Distal muscle wasting may be noted in the legs, resulting in the characteristic stork leg or inverted champagne bottle appearance.

Bony abnormalities commonly seen in long-standing Charcot-Marie-Tooth disease include the following:

  • Pes cavus (high-arch foot), probably analogous to the development of claw hand in ulnar nerve lesion, has a 25% occurrence rate in the first decade of life and a 67% occurrence rate in later decades. Selective denervation of intrinsic foot musculature, particularly of the lumbricals, and not imbalance of lower-leg muscles seems to be the initial mechanism that causes reduced ankle flexibility and forefoot cavus deformity.[65] Other foot deformities also can occur (see image below). Foot deformities in a 16-year-old boy with CharcotFoot deformities in a 16-year-old boy with Charcot-Marie-Tooth disease type 1A.

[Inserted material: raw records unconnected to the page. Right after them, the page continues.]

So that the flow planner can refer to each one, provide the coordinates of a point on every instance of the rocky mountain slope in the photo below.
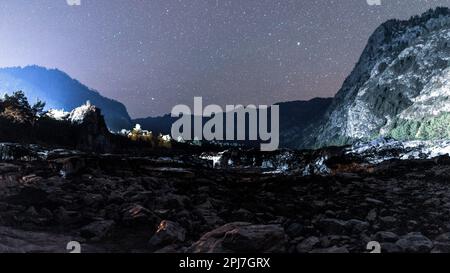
(60, 91)
(400, 86)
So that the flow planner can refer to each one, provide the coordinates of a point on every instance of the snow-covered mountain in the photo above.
(61, 92)
(399, 88)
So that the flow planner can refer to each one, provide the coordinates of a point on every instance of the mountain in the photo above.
(399, 88)
(295, 116)
(60, 91)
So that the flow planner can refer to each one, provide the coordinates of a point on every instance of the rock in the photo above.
(19, 241)
(70, 166)
(256, 238)
(242, 215)
(333, 249)
(386, 236)
(415, 242)
(357, 226)
(294, 230)
(372, 215)
(390, 248)
(97, 230)
(388, 220)
(242, 237)
(138, 215)
(332, 226)
(308, 244)
(168, 233)
(7, 167)
(442, 243)
(374, 201)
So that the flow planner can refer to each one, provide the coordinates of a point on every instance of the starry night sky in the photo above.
(154, 54)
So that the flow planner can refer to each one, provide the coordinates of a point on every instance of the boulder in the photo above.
(241, 237)
(168, 233)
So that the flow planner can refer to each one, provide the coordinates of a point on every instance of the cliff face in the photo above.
(400, 86)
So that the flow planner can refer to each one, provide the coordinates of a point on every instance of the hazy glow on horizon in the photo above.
(154, 54)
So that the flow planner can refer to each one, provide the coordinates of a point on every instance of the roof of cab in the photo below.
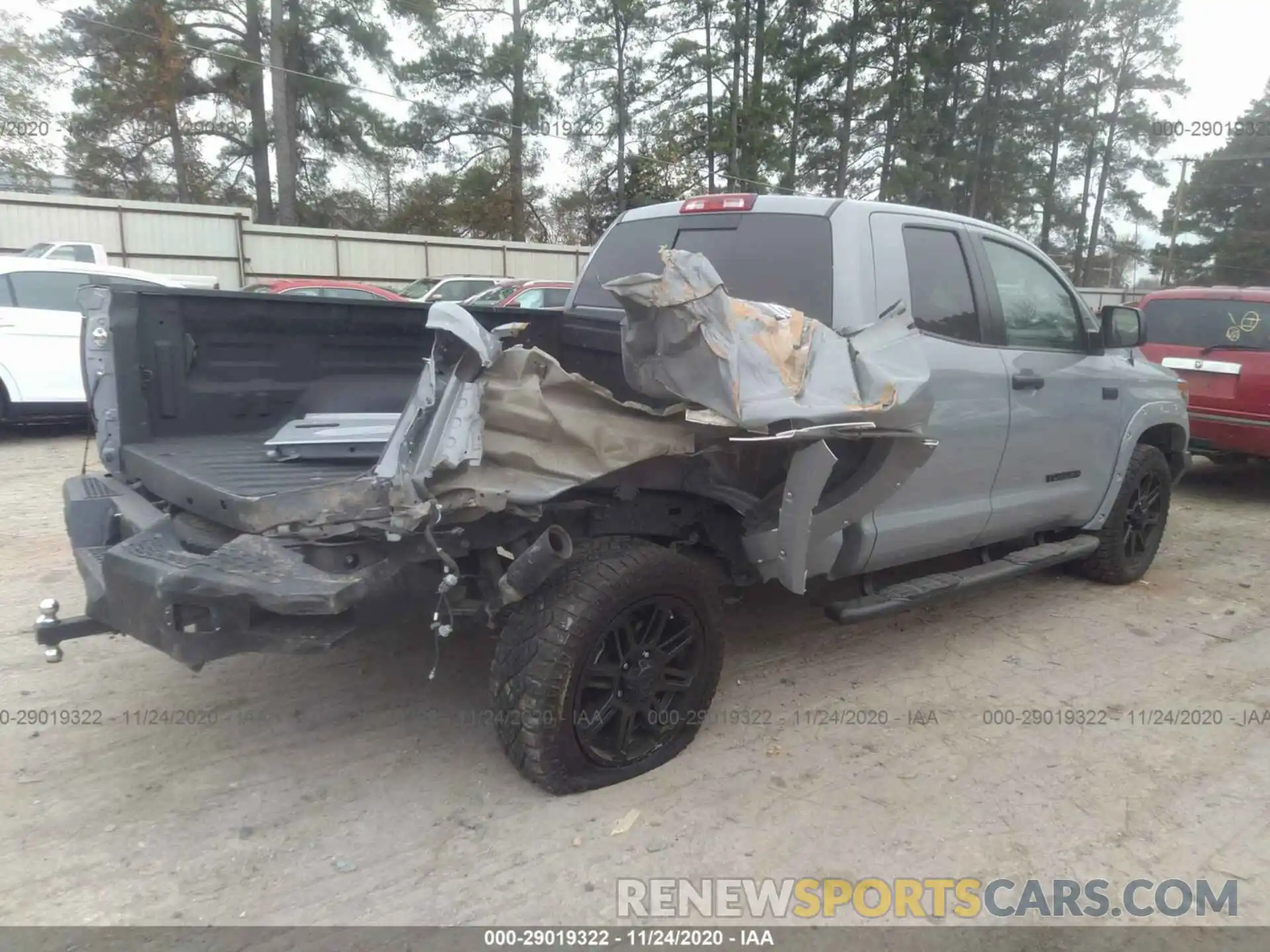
(816, 205)
(15, 263)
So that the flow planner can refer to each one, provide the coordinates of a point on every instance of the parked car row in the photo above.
(1216, 339)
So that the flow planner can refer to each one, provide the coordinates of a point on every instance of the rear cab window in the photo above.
(943, 299)
(771, 257)
(50, 291)
(1208, 323)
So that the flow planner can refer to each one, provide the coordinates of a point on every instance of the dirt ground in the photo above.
(349, 789)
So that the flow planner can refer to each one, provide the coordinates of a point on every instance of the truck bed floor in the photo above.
(229, 479)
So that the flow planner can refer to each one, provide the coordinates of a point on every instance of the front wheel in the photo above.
(607, 670)
(1136, 526)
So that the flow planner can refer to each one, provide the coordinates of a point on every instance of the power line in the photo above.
(399, 98)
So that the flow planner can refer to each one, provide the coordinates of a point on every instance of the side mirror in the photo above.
(1122, 327)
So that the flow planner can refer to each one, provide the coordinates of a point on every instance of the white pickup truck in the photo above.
(93, 253)
(40, 332)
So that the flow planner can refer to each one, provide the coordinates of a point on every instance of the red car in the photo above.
(320, 287)
(1217, 340)
(524, 294)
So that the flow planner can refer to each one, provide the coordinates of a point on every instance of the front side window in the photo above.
(50, 291)
(1038, 310)
(943, 300)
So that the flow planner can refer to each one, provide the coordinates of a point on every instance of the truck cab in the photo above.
(741, 389)
(1034, 408)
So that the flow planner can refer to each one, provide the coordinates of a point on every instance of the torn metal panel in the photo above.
(489, 428)
(548, 430)
(761, 364)
(878, 479)
(810, 470)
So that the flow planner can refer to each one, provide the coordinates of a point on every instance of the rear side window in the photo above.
(50, 291)
(1213, 323)
(939, 278)
(784, 259)
(458, 290)
(73, 253)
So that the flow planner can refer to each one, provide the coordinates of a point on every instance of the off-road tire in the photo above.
(1111, 564)
(542, 649)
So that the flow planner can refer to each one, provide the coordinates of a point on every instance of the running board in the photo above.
(933, 588)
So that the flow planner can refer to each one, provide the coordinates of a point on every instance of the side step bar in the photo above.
(933, 588)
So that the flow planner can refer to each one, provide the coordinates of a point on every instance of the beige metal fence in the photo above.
(226, 244)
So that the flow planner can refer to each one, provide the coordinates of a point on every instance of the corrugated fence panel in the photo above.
(278, 255)
(23, 225)
(366, 259)
(186, 239)
(536, 264)
(451, 259)
(201, 237)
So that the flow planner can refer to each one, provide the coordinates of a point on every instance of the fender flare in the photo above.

Spinal deformities (eg, thoracic scoliosis) occur in 37-50% of patients with CMT type 1.

Deep tendon reflexes (DTRs) are markedly diminished or are absent.

Vibration sensation and proprioception are significantly decreased, but patients usually have no sensory symptoms.

Patients may have sensory gait ataxia, and a Romberg test usually is positive.

Sensation of pain and temperature is usually intact.

Essential tremor is present in 30-50% of patients with CMT disease.

Sensory neuronal hearing loss is observed in 5% of patients.

Enlarged and palpable peripheral nerves are common.

Phrenic nerve involvement with diaphragmatic weakness is rare but has been described.

Vocal cord involvement and hearing loss can occur in rare forms of CMT disease.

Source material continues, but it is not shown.